People like that are what causes many problems for fishermen who follow the rules and respect bag limits and size regulations . . . 

QUOTE :

Upon searching the truck, the officers discovered 113 red drum weighing a total of 657 pounds, 14 of which exceeded the 27-inch size limit and totaled 106 pounds. The truck also was carrying 100 pounds of striped mullet, 101 pounds of spotted sea trout, 6 pounds of black drum and 2 pounds of flounder.

Jason Scott Sadler, 38, of Stumpy Point was charged with possession of more than the commercial limit of red drum, possession of oversized red drum, failure to display a commercial fishing vessel registration and transportation of illicit fish.

Ian Andrew Stitt, 32, also of Stumpy Point was charged with possession of oversized red drum and possessing over the commercial limit of red drum. The crimes are a Class A1 misdemeanor.

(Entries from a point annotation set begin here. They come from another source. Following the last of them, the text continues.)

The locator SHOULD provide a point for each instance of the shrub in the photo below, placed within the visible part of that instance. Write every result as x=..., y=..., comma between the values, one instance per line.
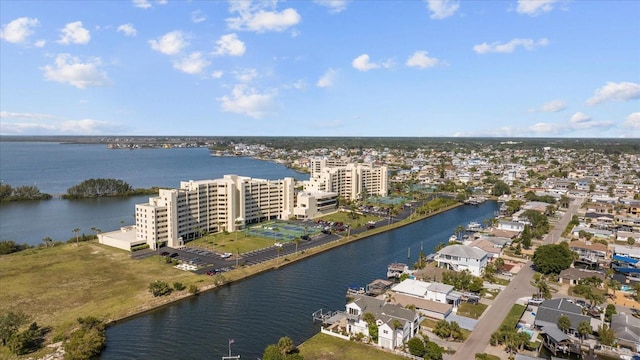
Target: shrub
x=178, y=286
x=159, y=288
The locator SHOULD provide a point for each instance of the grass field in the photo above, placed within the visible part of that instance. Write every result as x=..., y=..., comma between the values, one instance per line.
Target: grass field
x=325, y=347
x=55, y=286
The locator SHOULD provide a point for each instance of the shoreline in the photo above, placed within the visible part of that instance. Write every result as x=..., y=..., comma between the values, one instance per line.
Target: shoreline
x=274, y=265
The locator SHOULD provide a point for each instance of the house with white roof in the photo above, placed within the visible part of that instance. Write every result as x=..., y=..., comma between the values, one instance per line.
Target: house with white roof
x=462, y=257
x=396, y=324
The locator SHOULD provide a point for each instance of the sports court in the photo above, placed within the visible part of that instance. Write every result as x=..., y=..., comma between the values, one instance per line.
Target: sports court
x=282, y=230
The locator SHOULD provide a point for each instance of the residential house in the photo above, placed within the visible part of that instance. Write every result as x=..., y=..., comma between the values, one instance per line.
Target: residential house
x=462, y=257
x=594, y=252
x=547, y=315
x=396, y=324
x=572, y=276
x=510, y=226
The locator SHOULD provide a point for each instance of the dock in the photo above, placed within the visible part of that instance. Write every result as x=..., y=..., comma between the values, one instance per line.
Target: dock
x=328, y=318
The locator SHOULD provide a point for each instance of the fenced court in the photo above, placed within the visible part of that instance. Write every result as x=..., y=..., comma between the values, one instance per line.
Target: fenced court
x=388, y=200
x=282, y=230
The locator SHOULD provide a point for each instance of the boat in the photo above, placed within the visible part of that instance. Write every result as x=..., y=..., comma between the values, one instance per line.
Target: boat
x=474, y=226
x=395, y=270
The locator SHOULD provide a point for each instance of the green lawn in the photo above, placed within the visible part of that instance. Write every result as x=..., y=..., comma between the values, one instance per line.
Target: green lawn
x=326, y=347
x=511, y=320
x=471, y=310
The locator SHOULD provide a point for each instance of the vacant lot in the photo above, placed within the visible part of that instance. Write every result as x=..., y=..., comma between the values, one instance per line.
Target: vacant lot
x=325, y=347
x=55, y=286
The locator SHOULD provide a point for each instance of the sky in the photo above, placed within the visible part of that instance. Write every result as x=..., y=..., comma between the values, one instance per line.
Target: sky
x=432, y=68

Officers also seized the commercial fishing equipment, including the boat and the trailer.

MORONS !!!


----------



## Garboman (Jul 22, 2010)

ez2cdave said:


> People like that are what causes many problems for fishermen who follow the rules and respect bag limits and size regulations . . .
> 
> QUOTE :
> 
> ...


Guess Jason and Ian will not be setting nets tonight out of Stumpy Point.

That is one of the issues with commercial fishing these days, you set a net and fish die, if you discard them as the law requires it is wanton waste, if you keep them, you lose the boat and gear.

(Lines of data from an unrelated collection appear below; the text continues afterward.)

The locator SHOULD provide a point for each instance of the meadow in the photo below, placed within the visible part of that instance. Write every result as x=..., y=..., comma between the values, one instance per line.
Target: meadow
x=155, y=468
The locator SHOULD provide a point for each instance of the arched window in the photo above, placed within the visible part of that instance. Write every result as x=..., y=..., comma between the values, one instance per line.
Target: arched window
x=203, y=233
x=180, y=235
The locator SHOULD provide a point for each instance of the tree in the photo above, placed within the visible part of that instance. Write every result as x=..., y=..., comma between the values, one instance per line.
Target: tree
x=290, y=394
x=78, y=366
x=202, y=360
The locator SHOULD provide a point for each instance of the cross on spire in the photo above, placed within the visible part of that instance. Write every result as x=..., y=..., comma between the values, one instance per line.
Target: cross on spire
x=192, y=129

If I was still setting nets for a living, and depending on the sale of fish to keep me alive, I would have been termed a MORON also.............cause my Captain and I would not have discarded them either.


----------



## drumchaser (Jan 14, 2003)

Garboman said:


> Guess Jason and Ian will not be setting nets tonight out of Stumpy Point.
> 
> That is one of the issues with commercial fishing these days, you set a net and fish die, if you discard them as the law requires it is wanton waste, if you keep them, you lose the boat and gear.
> 
> If I was still setting nets for a living, and depending on the sale of fish to keep me alive, I would have been termed a MORON also.............cause my Captain and I would not have discarded them either.


Innocent until proven guilty, right? Bet that's what they were thinking.


----------



## BaitWaster (Jan 8, 2004)

Interesting in that flounder gill netting has been closed since Dec 1, and large-mesh is the gear that usually catches red drum. And from northern coast and caught in Wilmington?

More questions than answers.


----------



## originalhooker (Nov 26, 2009)

these guys & others have been netting hard in those areas, targeting the reds & trout, Very sad that it took 3 days for someone to respond & check the night netting, should've caught the other boats also.


----------